What financing agreement did Fermi Inc. (FRMI) enter into with MUFG?

Fermi Inc. entered a senior secured Equipment Supply Loan Financing Agreement with MUFG for up to $500,000,000. The eighteen‑month warehouse facility funds Siemens Energy turbines for Project Matador, covers fees and reserves, and refinances an existing term loan.

How will Fermi (FRMI) use the $500 million MUFG loan proceeds?

Fermi will use proceeds to buy three Siemens Energy F-class gas turbines, refinance an existing loan, fund reserves, and support turbine deployment. This capital directly backs the first 2.3 gigawatts of Project Matador’s long‑duration, reliable power buildout.

What are the key terms and interest rates of Fermi’s MUFG equipment facility?

Loans bear interest at Term SOFR plus 4% or Daily Simple SOFR plus 4% and mature eighteen months after closing. Borrowings are permitted for nine months, with no minimum principal payments due before the nine‑month anniversary of the closing date.

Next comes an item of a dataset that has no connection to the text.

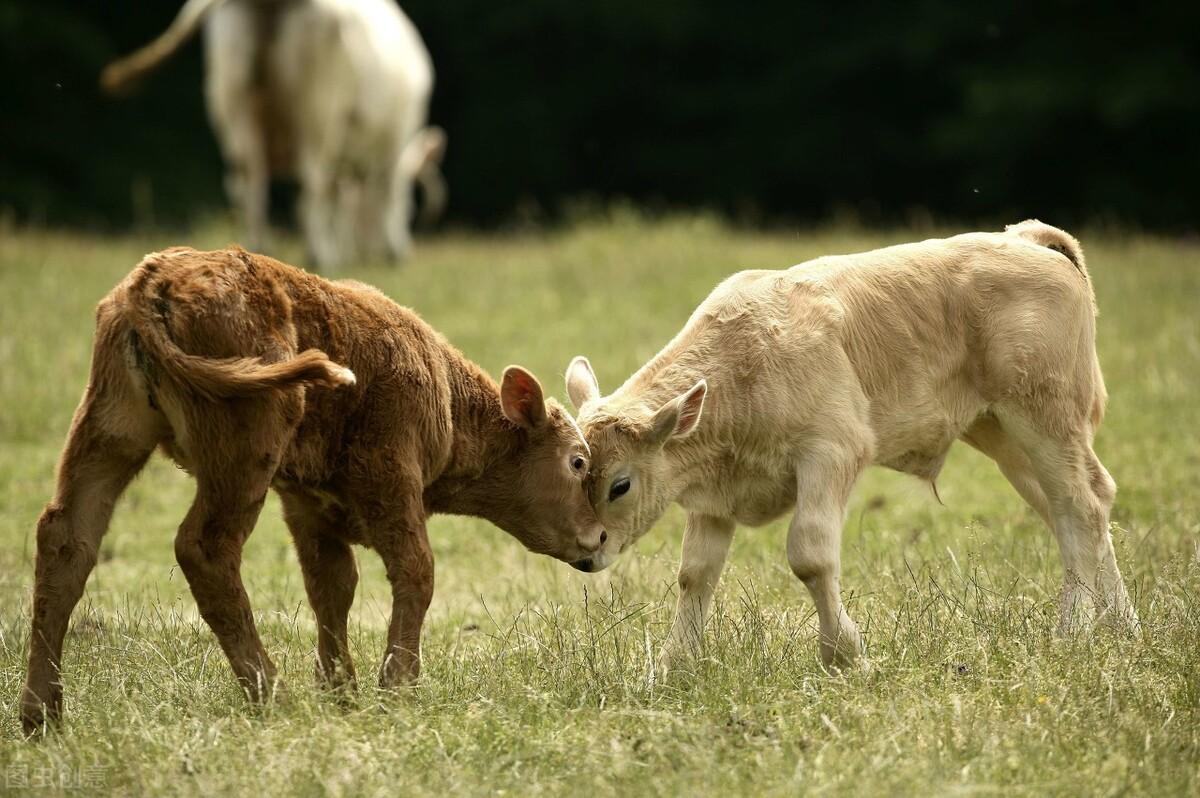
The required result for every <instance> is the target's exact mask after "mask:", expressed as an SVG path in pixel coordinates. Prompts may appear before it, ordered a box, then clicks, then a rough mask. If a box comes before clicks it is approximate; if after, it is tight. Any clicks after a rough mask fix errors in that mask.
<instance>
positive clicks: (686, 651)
mask: <svg viewBox="0 0 1200 798" xmlns="http://www.w3.org/2000/svg"><path fill="white" fill-rule="evenodd" d="M733 529H734V522H733V521H732V520H730V518H716V517H713V516H704V515H700V514H696V512H691V514H689V515H688V528H686V530H685V532H684V536H683V558H682V559H680V562H679V601H678V604H677V605H676V618H674V624H673V625H672V626H671V635H670V637H667V642H666V644H665V646H664V647H662V653H661V654H660V655H659V672H660V673H664V674H665V673H666V672H667V671H670V670H671V664H672V661H673V660H677V659H678V658H679V656H680V655H686V654H694V653H696V652H698V650H700V647H701V642H702V640H703V634H704V623H706V622H707V619H708V611H709V608H710V606H712V604H713V592H714V590H715V589H716V583H718V582H719V581H720V578H721V570H722V569H724V568H725V557H726V554H727V553H728V551H730V542H732V540H733Z"/></svg>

What collateral secures Fermi Inc.’s $500 million MUFG equipment financing?

The facility is secured by all assets of the borrowing subsidiary and guarantor, including equipment, equity pledges, and collateral accounts. It also includes loan‑to‑value covenants targeting 65% for delivered equipment and 55% for undelivered equipment.

How does the MUFG financing support Fermi’s Project Matador AI power campus?

The MUFG loan funds long‑lead Siemens Energy F-class turbines and related construction for Project Matador’s initial 2.3 gigawatts. By securing key equipment and refinancing prior debt, it strengthens near‑term execution for Fermi’s 11 GW private energy campus strategy.

What triggers higher principal payments under Fermi’s MUFG credit agreement?

After nine months, quarterly minimum principal is 10% of outstanding loans unless a lease or offtake for at least 400 MW is signed, which lowers it to 5%. This structure ties amortization to commercial contracting progress at Project Matador.